En 1999, ce rapport sénatorial estimait à 26 800 le nombre de sections de communes existant en France ; 12 départements en compteraient plus de 1 000 : l'Aveyron, le Cantal, la Charente, la Charente-Maritime, la Corrèze, la Loire, la Haute-Loire, le Lot, la Lozère, le Puy-de-Dôme, le Tarn et la Haute-Vienne. Ce chiffre a sans aucun doute subi une régression considérable depuis le début du XIxe siècle, dans la mesure où les sections de communes sont souvent menacées par la déshérence (faible intérêt manifesté par les membres des sections qui ne se réunissent plus, ou encore désertion des hameaux suite à l'exode rural qui entraîne la dissolution de la section de commune, prévu par l'article L. 2411-12) et la politique de récupération et d'absorption des municipalités ; l'article L. 2411-11 donne en effet la possibilité aux sections de transférer les biens et droits à la commune et de décider leur propre dissolution.

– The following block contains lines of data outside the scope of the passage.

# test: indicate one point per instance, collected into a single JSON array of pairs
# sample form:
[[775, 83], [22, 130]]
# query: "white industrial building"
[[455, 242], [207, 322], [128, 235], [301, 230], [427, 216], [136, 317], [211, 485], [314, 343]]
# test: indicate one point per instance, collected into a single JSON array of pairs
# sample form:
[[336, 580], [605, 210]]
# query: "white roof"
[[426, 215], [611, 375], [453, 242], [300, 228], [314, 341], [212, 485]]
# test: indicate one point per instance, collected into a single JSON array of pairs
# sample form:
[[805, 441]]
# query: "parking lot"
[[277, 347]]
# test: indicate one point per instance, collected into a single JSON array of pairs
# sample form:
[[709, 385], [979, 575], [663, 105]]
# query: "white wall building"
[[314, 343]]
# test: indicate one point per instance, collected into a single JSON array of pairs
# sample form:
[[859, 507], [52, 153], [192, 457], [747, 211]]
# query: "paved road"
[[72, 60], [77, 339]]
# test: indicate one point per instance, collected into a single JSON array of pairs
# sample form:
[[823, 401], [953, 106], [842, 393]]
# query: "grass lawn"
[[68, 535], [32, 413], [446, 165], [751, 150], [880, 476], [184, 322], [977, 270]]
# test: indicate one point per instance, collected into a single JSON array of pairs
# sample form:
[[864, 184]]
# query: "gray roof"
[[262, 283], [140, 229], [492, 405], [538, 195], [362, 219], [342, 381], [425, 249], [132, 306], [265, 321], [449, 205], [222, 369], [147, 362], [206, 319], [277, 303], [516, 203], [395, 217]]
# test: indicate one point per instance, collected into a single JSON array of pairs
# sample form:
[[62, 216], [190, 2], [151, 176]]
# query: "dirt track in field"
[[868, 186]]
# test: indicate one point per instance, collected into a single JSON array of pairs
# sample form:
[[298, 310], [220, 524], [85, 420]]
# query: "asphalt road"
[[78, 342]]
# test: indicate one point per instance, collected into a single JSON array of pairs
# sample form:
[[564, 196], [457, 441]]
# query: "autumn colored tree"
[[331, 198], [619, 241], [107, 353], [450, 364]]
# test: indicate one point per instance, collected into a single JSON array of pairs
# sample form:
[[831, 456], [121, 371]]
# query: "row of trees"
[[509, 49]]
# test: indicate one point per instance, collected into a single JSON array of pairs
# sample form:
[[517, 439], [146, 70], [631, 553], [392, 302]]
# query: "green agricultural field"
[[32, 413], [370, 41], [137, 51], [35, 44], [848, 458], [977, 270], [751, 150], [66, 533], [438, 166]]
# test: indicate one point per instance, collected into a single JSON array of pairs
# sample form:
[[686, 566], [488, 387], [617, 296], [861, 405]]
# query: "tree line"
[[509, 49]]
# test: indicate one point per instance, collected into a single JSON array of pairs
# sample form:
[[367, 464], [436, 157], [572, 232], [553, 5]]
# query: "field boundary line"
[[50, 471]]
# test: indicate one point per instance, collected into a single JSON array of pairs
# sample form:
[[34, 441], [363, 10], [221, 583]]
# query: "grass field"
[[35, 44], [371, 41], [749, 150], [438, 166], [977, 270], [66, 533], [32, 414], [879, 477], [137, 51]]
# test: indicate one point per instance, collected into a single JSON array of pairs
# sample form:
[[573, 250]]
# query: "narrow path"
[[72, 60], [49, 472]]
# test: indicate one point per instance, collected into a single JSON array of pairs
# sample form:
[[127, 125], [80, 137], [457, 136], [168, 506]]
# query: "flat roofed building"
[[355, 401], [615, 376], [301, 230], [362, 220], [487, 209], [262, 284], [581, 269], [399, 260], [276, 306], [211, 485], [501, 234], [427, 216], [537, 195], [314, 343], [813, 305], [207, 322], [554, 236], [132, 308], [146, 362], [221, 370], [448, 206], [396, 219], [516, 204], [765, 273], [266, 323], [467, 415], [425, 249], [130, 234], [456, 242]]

Ces données contemporaines demanderaient à être cartographiées afin d'apprécier plus finement l'ampleur du phénomène dans chaque province ; on observerait alors sans doute des spécificités régionales dont il faudrait rechercher les causes. Toutefois la situation générale actuelle, empreinte indubitablement dégradée d'une réalité d'Ancien Régime fossilisée dans les usages locaux, témoigne de manière éloquente d'une fragmentation courante des espaces paroissiaux en territoires gérés par des communautés agraires, entités autonomes vis-à-vis des communautés paroissiales. L'examen de ces sections de commune, ultimes vestiges des territoires agraires médiévaux et modernes, met en évidence des formes diverses et mouvantes.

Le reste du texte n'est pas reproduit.